Si, depuis l'ouverture de la campagne, les manquants dépassent 5 % du rendement minimal afférent aux quantités de matières premières mises en oeuvre d'après les déclarations du bouilleur, l'excédent est immédiatement constaté au compte.
Article 46
Version en vigueur du 30/04/1950 au 31/03/2001Version en vigueur du 30 avril 1950 au 31 mars 2001
Abrogé par Décret n°2000-739 du 1 août 2000 - art. 4 () JORF 4 août 2000
Lors de l'inventaire qui suit la fabrication, il est établi une balance en vue de déterminer les quantités d'alcool dont ce compte doit se trouver définitivement chargé.
Cette balance comprend :
Aux charges :
1° Les quantités d'alcool que représentent, d'après le rendement minimal qui leur a été assigné, les matières premières mises en oeuvre ;
2° Les excédents constatés ou déclarés.
Aux décharges :
1° Les quantités d'alcool enlevées en vertu d'expéditions régulières ;
2° Les manquants d'alcool constatés lors des arrêtés de compte ;
3° Ceux apparus au moment de l'inventaire.
Article 47
Version en vigueur du 01/07/1979 au 31/03/2001Version en vigueur du 01 juillet 1979 au 31 mars 2001
Abrogé par Décret n°2000-739 du 1 août 2000 - art. 4 () JORF 4 août 2000
Chez les bouilleurs visés à l'article 42, il est tenu, en remplacement du compte prévu à l'article 45, un compte global de l'alcool contenu dans les matières premières et dans les produits fabriqués.
S'il est constaté que la quantité d'alcool représentée par les produits fabriqués et par les matières restant à distiller est supérieure à celle déjà prise en compte, l'excédent est ajouté aux charges.

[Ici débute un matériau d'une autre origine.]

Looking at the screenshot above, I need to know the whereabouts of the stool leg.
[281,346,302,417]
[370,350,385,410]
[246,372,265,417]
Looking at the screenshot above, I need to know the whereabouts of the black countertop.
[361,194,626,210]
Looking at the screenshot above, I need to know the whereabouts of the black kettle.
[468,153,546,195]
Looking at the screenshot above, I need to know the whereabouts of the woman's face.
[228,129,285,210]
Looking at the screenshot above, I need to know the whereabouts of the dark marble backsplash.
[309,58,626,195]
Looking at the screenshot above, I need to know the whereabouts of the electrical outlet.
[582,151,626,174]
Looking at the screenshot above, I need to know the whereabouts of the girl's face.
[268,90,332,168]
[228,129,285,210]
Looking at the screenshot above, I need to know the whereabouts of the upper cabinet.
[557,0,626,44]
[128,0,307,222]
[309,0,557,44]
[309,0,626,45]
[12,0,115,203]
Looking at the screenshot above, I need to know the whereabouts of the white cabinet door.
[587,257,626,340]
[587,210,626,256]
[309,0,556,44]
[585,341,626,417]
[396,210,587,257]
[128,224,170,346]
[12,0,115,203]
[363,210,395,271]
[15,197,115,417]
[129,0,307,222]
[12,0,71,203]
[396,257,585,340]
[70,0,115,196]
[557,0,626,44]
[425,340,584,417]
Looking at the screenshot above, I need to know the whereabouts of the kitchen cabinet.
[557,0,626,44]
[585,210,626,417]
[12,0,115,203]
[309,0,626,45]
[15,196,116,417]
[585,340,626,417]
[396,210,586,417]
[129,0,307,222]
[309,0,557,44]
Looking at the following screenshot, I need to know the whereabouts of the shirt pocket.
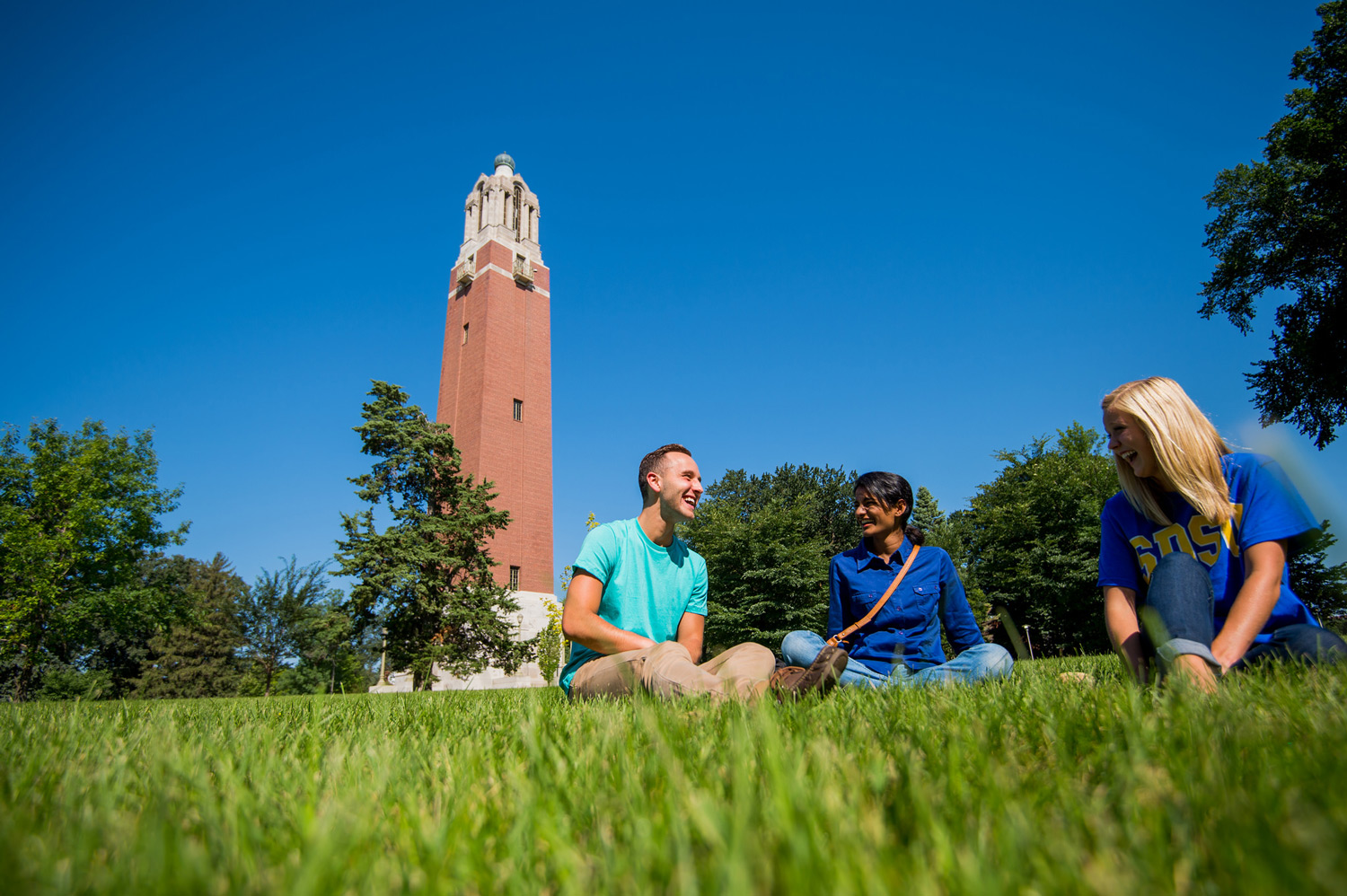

Il est, en outre, saisi, s'il dépasse, d'une quotité supérieure à la réfaction et aux 5 % admis par l'article 38, le rendement minimal afférent aux matières premières non représentées.
Si, pendant la période de fabrication, cette même quantité est inférieure de plus de 5 % au rendement minimal assigné aux matières premières non représentées, seule la portion du manquant au-delà de 5 % est immédiatement constatée au compte.